Monday, January 18, 2010

Abbott wins title, ticket to Olympics Move to Detroit SC pays off for skater


Jeremy Abbott exults after nailing his free skate and winning his second straight U.S. title.   (ELAINE THOMPSON/Associated Press)

BY JO-ANN BARNAS
FREE PRESS SPORTS WRITER

SPOKANE, Wash. -- The coach was already crying before Jeremy Abbott stopped spinning, before he struck his finishing pose and punched his fist in the air like a boxer celebrating the biggest win of his life.

Eight months after making a risky move in a demanding sport -- changing coaches and training bases during an Olympic season -- Abbott is heading to next month's Vancouver Winter Games as a medal favorite after winning his second straight U.S. men's figure skating title Sunday at the Spokane Arena.
Abbott, who relocated to the Detroit Skating Club last summer from Colorado Springs, Colo., finished with a national record score -- 263.66 points -- after nailing a program that was both technically powerful (one quad, eight triples) and masterfully executed.
"I'm speechless," Abbott said. "I'm just so happy."
Abbott, 24, becomes the Detroit SC's first men's Olympian since Todd Eldredge, who qualified for his final two (1998 and 2002) of three total as a member of the Bloomfield Hills club.
Abbott, the leader after the short program, earned 175.81 points for his free skate to "Symphony No. 3" -- a program that was developed in September by coach Yuka Sato and choreographer Pasquale Camerlengo.
"When I hit the quad, it was just business as usual," Abbott said. "I still had seven jumping passes and eight triples left. There was no celebrating at that point. I just stuck to my plan and I kept focused, and I went into the rest of the program. And it wasn't until the end that it really hit me, that I finally did what I did."
Defending men's world champion Evan Lysacek decided going into the competition to insert a quadruple toe into his program, and the tactic failed. He fell on the jump.
Lysacek placed third in the free skate with 154.94 points, but he still easily won the silver medal with a 238.63 total. It was his sixth straight national medal.
Johnny Weir -- competing between Lysacek and Abbott, the final skater -- earned the third U.S. Olympic men's berth after clinching the bronze medal. He finished fifth in the free skate (148.58) and had 232.09 points overall.

Weir, who whose glittery and gaudy outfit included a hint of "fox fur" off the left shoulder, said: "My costume looked good, so I was happy about that."

In an emotional scene at the boards after his performance, Abbott's coaches -- Sato and her husband, Jason Dungjen -- embraced as Sato wiped tears from her face.
Sato had never been a primary coach of a skater before when she agreed early last summer to take on Abbott, who wanted to leave Colorado after his skating regressed after he won last year's U.S. title. (He was 11th at the 2009 world championships.)
Frank Carroll, Lysacek's coach, said that he has been impressed with the work that Sato, with Dungjen, has done with Abbott.
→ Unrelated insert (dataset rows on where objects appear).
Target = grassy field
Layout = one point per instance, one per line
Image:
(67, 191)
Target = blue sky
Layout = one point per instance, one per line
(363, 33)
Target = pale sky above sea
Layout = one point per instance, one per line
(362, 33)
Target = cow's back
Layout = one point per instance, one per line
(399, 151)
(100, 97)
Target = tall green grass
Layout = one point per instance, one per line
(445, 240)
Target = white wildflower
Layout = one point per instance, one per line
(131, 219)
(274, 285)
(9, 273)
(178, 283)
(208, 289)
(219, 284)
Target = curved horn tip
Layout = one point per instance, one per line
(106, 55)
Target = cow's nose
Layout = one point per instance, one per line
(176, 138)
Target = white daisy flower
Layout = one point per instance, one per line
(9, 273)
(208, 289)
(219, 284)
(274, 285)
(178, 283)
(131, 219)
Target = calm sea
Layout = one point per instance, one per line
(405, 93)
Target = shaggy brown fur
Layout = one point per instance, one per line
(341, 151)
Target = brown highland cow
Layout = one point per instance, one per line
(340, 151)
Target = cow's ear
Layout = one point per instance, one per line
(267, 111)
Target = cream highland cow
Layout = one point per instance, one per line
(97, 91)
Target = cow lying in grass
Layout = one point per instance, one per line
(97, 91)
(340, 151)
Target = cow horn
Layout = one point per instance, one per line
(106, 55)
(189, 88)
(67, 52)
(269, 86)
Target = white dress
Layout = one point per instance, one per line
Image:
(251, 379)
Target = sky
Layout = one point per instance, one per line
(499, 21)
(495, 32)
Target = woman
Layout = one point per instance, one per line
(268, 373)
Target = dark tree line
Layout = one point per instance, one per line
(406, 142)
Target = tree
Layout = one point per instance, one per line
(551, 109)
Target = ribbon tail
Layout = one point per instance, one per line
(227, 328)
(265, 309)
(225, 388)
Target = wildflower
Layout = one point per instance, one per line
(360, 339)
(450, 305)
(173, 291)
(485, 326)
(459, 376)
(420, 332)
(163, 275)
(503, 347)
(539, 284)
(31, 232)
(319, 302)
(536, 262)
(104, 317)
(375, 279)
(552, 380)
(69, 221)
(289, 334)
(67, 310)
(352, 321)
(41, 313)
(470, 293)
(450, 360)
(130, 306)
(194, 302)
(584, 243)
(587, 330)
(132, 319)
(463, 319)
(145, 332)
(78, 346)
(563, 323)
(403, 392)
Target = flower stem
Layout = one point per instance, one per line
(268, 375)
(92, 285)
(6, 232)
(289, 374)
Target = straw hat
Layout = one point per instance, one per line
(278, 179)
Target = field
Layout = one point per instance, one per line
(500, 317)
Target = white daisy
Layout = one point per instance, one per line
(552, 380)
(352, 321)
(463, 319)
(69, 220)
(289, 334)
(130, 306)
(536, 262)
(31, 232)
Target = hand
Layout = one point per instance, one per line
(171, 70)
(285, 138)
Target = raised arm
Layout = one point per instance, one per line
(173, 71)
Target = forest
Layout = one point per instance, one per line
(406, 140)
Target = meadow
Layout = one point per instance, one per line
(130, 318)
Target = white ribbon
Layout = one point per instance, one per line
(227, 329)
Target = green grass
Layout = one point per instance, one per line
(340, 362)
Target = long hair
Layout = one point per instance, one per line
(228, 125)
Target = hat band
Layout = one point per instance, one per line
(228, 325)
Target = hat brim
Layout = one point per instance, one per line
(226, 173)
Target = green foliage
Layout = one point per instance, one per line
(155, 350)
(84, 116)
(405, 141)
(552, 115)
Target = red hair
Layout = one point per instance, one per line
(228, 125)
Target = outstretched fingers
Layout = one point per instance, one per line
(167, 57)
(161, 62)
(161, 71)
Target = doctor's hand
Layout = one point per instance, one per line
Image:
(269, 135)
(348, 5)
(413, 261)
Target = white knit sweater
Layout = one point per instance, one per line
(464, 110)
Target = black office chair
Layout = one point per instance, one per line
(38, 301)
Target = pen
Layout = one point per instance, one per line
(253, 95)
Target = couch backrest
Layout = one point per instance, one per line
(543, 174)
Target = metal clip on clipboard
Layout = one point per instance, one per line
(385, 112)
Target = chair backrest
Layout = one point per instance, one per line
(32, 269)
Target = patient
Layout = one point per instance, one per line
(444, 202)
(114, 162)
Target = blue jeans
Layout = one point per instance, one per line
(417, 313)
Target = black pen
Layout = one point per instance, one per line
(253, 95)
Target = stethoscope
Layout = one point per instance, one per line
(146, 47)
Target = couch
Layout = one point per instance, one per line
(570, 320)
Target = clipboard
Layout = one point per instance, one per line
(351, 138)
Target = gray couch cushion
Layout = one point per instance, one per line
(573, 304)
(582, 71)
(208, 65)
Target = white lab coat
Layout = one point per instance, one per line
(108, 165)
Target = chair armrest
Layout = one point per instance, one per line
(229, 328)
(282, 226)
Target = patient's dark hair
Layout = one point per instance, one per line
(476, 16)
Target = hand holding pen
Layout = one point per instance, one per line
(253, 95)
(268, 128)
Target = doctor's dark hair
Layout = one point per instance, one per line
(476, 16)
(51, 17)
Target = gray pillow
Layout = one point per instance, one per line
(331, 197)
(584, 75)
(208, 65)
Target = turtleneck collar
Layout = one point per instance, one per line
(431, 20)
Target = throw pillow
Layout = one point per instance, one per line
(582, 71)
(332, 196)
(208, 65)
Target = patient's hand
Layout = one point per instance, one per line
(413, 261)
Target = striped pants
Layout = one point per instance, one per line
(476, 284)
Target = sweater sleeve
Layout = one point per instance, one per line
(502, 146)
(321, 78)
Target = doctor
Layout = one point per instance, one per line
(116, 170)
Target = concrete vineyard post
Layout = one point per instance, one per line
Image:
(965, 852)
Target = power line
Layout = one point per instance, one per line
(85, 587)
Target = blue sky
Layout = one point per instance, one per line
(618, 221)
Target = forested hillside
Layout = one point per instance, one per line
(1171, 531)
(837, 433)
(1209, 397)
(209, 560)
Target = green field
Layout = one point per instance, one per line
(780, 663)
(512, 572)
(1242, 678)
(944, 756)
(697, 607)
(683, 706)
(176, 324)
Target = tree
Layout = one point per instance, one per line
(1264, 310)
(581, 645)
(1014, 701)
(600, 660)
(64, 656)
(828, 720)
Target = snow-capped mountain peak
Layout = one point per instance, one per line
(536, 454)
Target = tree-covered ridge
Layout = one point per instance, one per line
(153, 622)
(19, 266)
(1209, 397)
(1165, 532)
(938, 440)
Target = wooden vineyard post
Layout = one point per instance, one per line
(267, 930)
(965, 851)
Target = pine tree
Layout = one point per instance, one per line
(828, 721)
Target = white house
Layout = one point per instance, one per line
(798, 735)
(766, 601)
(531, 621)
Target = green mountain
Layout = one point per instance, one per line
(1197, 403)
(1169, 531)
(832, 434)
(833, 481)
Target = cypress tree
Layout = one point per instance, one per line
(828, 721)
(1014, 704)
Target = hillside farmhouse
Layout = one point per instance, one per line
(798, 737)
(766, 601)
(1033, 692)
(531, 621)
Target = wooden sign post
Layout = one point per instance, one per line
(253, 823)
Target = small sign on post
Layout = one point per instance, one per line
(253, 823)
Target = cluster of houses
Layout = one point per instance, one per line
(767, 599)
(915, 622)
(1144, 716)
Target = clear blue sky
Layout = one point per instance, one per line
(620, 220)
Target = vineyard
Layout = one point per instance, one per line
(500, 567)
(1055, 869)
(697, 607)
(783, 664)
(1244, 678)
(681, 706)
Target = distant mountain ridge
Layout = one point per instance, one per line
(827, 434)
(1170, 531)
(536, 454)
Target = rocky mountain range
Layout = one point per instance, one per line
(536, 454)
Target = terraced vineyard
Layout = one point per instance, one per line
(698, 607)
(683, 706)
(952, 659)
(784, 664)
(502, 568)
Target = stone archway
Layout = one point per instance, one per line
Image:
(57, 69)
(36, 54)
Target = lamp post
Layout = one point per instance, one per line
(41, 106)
Sato, a former Olympian, was the 1994 ladies world champion for Japan. Dungjen is a former nationals pairs champion and Olympian as well.
"She's done very good work," Carroll said of Sato. "What I noticed about him tonight, Abbott, was in how much he took his time and set up each element. He didn't rush into it. He looked good and controlled before he started the element."